How does an AI trained with RLHF end up killing everyone, if you assume that wire-heading and inner alignment are solved? Any half-way reasonable method of supervision will discourage “killing everyone”.
A merely half-way reasonable method of supervision will only discourage getting caught killing everyone, is the thing.
In all the examples we have from toy models, the RLHF agent has no option to take over the supervision process. The most adversarial thing it can do is to deceive the human evaluators (while executing an easier, lazier strategy). And it does that sometimes.
If we train an RLHF agent in the real world, the reward model now has the option to accurately learn that actions that physically affect the reward-attribution process are rated in a special way. If it learns that, we are of course boned—the AI will be motivated to take over the reward hardware (even during deployment where the reward hardware does nothing) and tough luck to any humans who get in the way.
But if the reward model doesn’t learn this true fact (maybe we can prevent this by patching the RLHF scheme), then I would agree it probably won’t kill everyone. Instead it would go back to failing by executing plans that deceived human evaluators in training. Though if the training was to do sufficiently impressive and powerful things in the real world, maybe this “accidentally” involves killing humans.
If we train an RLHF agent in the real world, the reward model now has the option to accurately learn that actions that physically affect the reward-attribution process are rated in a special way. If it learns that, we are of course boned—the AI will be motivated to take over the reward hardware (even during deployment where the reward hardware does nothing) and tough luck to any humans who get in the way.
OK, so this is wire-heading, right?
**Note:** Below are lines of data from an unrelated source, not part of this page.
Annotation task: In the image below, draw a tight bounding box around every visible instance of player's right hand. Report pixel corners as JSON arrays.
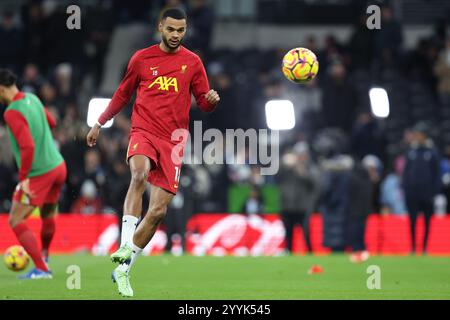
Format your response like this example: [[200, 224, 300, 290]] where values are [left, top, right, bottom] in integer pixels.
[[86, 124, 100, 147], [19, 178, 35, 198]]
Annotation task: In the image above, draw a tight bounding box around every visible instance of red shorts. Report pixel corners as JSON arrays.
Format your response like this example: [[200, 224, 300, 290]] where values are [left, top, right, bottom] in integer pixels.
[[127, 132, 184, 194], [13, 162, 67, 207]]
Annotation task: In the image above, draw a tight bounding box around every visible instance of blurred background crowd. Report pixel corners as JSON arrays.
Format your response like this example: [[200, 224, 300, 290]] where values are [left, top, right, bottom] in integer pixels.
[[0, 0, 450, 255]]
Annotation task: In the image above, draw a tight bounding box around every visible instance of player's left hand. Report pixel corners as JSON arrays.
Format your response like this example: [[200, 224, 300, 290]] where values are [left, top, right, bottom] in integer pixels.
[[205, 90, 220, 105], [20, 179, 35, 198]]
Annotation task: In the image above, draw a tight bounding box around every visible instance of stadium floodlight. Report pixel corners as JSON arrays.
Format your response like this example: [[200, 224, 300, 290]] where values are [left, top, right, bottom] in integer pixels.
[[266, 100, 295, 130], [87, 98, 114, 128], [369, 88, 389, 118]]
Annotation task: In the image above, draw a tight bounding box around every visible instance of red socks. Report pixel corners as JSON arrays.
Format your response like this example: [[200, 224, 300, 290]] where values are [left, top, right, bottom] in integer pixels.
[[12, 222, 48, 271], [41, 217, 55, 259]]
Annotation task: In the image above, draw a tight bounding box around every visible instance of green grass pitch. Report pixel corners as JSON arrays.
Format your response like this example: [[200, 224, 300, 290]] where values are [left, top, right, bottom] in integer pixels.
[[0, 255, 450, 300]]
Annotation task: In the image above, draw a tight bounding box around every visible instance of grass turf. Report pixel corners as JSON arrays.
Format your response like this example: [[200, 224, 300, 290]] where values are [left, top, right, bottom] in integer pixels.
[[0, 255, 450, 300]]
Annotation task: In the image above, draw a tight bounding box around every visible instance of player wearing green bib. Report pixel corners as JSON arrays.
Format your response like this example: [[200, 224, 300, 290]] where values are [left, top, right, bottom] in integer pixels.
[[0, 69, 67, 279]]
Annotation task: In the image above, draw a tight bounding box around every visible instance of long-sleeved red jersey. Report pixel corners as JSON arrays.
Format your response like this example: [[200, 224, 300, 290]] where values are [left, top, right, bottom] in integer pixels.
[[98, 45, 214, 141]]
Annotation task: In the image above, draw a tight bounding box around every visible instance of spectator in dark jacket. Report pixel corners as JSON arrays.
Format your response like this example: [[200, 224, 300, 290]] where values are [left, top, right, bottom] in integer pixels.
[[278, 142, 320, 252], [348, 155, 381, 262], [403, 123, 441, 253], [321, 154, 354, 252]]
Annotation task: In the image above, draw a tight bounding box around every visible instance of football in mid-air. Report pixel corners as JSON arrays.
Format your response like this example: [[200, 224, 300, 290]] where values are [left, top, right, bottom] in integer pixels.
[[282, 48, 319, 83], [3, 246, 30, 271]]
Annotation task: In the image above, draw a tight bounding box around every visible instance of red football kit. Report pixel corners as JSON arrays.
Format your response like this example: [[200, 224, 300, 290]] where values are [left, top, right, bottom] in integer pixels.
[[98, 45, 215, 193]]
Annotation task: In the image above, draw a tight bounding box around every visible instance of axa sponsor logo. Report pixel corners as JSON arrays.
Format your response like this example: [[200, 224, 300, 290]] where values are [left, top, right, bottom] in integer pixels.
[[148, 76, 178, 92]]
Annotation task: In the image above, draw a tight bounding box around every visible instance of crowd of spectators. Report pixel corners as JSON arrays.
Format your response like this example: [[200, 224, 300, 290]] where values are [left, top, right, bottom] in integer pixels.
[[0, 0, 450, 255]]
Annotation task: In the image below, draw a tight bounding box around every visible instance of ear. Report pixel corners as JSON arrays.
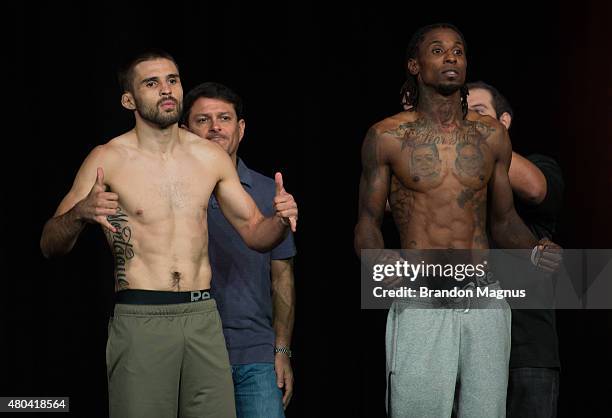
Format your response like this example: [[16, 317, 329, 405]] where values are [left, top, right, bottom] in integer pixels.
[[121, 91, 136, 110], [406, 58, 419, 75], [238, 119, 246, 143], [499, 112, 512, 129]]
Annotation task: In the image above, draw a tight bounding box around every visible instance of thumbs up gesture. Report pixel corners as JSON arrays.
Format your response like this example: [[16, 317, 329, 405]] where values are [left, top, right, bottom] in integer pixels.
[[274, 173, 298, 232], [75, 167, 119, 232]]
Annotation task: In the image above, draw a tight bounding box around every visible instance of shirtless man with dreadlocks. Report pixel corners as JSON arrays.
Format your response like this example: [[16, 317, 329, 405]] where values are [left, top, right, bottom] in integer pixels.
[[355, 24, 561, 418]]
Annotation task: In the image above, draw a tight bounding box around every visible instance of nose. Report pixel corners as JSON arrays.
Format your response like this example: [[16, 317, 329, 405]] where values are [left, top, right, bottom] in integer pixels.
[[444, 50, 457, 63], [210, 118, 221, 132], [159, 83, 172, 96]]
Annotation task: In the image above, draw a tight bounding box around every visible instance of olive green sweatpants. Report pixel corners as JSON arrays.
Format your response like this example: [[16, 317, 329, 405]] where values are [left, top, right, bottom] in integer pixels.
[[106, 299, 236, 418]]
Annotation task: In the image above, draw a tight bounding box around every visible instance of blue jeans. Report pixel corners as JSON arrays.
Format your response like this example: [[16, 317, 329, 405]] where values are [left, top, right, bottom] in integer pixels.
[[232, 363, 285, 418], [506, 367, 559, 418]]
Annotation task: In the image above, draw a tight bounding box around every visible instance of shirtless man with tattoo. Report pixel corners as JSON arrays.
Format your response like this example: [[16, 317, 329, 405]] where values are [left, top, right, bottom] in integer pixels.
[[355, 24, 560, 418], [41, 51, 297, 418]]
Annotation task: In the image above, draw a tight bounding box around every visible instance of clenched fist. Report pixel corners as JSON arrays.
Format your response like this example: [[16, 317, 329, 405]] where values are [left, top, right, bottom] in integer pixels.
[[75, 167, 119, 232]]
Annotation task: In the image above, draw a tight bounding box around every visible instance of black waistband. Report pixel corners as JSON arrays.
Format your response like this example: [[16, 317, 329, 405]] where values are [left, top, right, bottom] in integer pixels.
[[115, 289, 211, 305]]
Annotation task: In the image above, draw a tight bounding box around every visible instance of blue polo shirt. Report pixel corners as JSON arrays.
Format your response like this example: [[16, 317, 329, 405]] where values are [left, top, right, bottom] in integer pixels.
[[208, 158, 295, 364]]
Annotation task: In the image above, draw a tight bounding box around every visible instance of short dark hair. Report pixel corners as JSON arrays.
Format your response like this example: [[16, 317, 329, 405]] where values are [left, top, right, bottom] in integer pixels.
[[467, 80, 514, 119], [400, 23, 468, 117], [117, 48, 178, 93], [179, 81, 244, 126]]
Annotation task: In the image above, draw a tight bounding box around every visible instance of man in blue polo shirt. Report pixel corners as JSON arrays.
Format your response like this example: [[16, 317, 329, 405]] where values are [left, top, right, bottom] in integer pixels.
[[181, 82, 295, 418]]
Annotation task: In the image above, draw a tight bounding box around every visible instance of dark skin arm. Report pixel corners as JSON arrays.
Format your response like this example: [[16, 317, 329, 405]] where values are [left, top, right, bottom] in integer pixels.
[[354, 127, 402, 287], [488, 124, 538, 249], [488, 125, 562, 272], [354, 127, 391, 256]]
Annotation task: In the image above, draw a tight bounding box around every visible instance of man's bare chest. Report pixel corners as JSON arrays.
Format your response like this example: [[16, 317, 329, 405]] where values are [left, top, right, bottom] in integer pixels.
[[108, 158, 216, 222], [391, 119, 494, 191]]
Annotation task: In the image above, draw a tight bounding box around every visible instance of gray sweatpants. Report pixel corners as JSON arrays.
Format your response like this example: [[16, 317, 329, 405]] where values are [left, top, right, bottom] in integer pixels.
[[386, 283, 511, 418]]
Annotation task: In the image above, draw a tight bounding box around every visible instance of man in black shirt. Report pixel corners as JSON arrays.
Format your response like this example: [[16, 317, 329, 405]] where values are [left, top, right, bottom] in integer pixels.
[[468, 82, 563, 418]]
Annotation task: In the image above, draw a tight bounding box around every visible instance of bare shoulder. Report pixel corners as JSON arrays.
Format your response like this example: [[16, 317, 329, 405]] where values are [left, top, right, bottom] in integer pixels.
[[364, 112, 417, 148], [181, 129, 231, 167], [81, 131, 135, 165], [466, 111, 512, 157]]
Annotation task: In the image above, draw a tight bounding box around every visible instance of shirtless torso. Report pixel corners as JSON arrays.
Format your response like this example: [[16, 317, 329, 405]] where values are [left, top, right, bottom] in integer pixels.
[[371, 112, 505, 249], [94, 131, 221, 290], [41, 58, 297, 291]]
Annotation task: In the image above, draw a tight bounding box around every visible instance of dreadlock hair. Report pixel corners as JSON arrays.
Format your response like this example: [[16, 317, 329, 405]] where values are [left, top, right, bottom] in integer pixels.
[[400, 23, 469, 118], [467, 81, 514, 119]]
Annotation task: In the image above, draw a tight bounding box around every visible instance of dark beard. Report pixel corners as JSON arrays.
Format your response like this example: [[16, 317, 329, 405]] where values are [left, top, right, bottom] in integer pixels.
[[436, 84, 461, 96], [136, 98, 182, 129]]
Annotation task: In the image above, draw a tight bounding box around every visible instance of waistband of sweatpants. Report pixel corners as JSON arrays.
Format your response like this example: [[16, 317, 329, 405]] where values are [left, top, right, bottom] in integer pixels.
[[393, 282, 501, 309], [115, 289, 211, 305], [114, 292, 217, 316]]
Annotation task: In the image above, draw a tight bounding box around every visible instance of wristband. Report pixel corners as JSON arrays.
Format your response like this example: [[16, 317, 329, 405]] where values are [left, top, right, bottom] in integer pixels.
[[274, 346, 291, 358], [531, 245, 540, 267]]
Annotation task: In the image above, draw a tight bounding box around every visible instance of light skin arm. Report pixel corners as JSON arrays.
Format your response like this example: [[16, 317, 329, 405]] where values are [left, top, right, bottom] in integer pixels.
[[508, 151, 546, 205], [271, 258, 295, 408], [215, 150, 297, 252], [40, 146, 119, 258]]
Then you agree that it’s the wire-heading behaviours that kills us? But wire-heading (taking control of the channel of reward provision) is not, in any way, specific to RLHF. Any way of providing reward in RL leads to wire-heading. In particular, you’ve said that the problem with RLHF is that “RLHF/IDA/debate all incentivize promoting claims based on what the human finds most convincing and palatable, rather than on what’s true.” How does incentivising palatable claims lead to the RL agent taking control over the reward provision channels? These issues seem largely orthogonal. You could have a perfect reward signal that only incentivizes “true” claims, and you’d still get wire-heading.
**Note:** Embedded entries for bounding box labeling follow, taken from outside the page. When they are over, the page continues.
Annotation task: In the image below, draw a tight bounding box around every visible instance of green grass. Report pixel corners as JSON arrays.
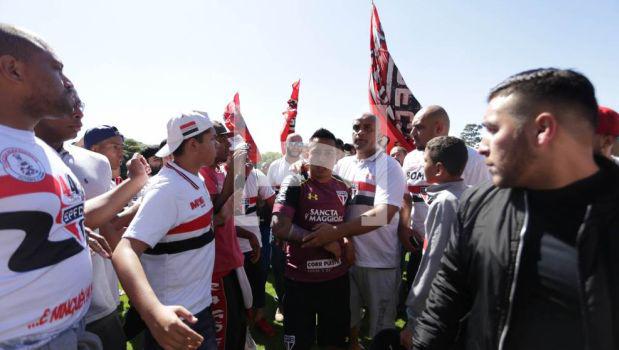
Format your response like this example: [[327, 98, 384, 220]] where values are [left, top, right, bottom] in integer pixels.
[[120, 266, 412, 350]]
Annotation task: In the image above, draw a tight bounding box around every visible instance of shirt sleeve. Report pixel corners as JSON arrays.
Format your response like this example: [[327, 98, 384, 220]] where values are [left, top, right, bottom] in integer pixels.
[[273, 175, 301, 218], [374, 156, 406, 208], [123, 188, 178, 248]]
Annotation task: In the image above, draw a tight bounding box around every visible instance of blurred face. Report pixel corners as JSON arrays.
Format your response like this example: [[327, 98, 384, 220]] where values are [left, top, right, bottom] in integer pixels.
[[423, 150, 439, 184], [389, 148, 406, 165], [92, 136, 124, 170], [286, 135, 303, 158], [199, 128, 220, 166], [146, 156, 163, 175], [411, 110, 438, 151], [352, 117, 376, 153], [215, 135, 231, 163], [479, 95, 536, 187], [36, 100, 84, 142], [22, 50, 77, 118], [309, 138, 337, 178]]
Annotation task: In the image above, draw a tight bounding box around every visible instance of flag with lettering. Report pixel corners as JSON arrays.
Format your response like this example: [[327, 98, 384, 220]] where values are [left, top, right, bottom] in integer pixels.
[[279, 79, 301, 154], [224, 92, 260, 164], [369, 3, 421, 152]]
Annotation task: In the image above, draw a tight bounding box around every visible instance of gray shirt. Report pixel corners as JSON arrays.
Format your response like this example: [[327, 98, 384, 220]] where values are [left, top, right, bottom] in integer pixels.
[[406, 180, 468, 326]]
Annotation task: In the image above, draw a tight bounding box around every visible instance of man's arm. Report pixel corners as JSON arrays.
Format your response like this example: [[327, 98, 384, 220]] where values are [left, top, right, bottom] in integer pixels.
[[112, 238, 204, 349], [84, 153, 149, 229]]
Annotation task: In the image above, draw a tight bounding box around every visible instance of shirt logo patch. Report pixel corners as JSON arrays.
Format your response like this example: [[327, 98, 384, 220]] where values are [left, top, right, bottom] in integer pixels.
[[0, 148, 45, 182], [335, 191, 348, 205], [189, 197, 205, 210]]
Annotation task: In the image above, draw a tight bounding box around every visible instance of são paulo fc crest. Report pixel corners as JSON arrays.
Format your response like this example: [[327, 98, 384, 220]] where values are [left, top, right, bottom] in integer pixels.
[[0, 148, 45, 182], [335, 191, 348, 205]]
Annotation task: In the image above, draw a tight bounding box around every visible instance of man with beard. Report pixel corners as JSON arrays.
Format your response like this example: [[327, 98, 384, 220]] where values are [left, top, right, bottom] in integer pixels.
[[267, 134, 303, 322], [35, 98, 148, 350], [412, 68, 619, 349], [303, 114, 405, 348], [0, 24, 92, 349]]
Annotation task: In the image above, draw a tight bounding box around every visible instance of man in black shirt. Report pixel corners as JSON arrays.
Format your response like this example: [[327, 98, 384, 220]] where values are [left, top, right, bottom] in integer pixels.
[[412, 69, 619, 350]]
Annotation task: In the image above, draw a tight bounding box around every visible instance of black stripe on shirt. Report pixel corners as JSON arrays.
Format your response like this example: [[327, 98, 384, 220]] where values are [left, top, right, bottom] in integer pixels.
[[144, 229, 215, 255]]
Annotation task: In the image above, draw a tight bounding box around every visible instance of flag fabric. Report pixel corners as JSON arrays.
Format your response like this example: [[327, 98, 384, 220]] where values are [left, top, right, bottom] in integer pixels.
[[279, 80, 301, 154], [224, 92, 260, 164], [369, 3, 421, 152]]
So in which way is RLHF particularly bad? If you think that wire-heading is what does us in, why not write a post about how RL, in general, is bad?
I’m not trying to be antagonistic! I do think I probably just don’t get it, and this seems a great opportunity for me finally understand this point :-)
I just don’t know any plausible story for how outer alignment failures kill everyone. Even in Another (outer) alignment failure story, what ultimately does us in, is wire-heading (which I don’t consider an outer alignment problem, because it happens with any possible reward).
But if the reward model doesn’t learn this true fact (maybe we can prevent this by patching the RLHF scheme), then I would agree it probably won’t kill everyone. Instead it would go back to failing by executing plans that deceived human evaluators in training. Though if the training was to do sufficiently impressive and powerful things in the real world, maybe this “accidentally” involves killing humans.
I agree with this. I agree that this failure mode could lead to extinction, but I’d say it’s pretty unlikely. IMO, it’s much more likely that we’ll just eventually spot any such outer alignment issue and fix it eventually (as in the early parts of Another (outer) alignment failure story,)
If you think that wire-heading is what does us in, why not write a post about how RL, in general, is bad?
My standards for interesting outer alignment failure don’t require the AI to kill us all. I’m ambitious—by “outer alignment,” I mean I want the AI to actually be incentivized do the best things. So to me, it seems totally reasonable to write a post invoking a failure mode that probably wouldn’t kill everyone instantly, merely lead to an AI that doesn’t do what we want.
My model is that if there are alignment failures that leave us neither dead nor disempowered, we’ll just solve them eventually, in similar ways as we solve everything else: through iteration, innovation, and regulation. So, from my perspective, if we’ve found a reward signal that leaves us alive and in charge, we’ve solved the important part of outer alignment. RLHF seems to provide such a reward signal (if you exclude wire-heading issues).
How does an AI trained with RLHF end up killing everyone, if you assume that wire-heading and inner alignment are solved? Any half-way reasonable method of supervision will discourage “killing everyone”.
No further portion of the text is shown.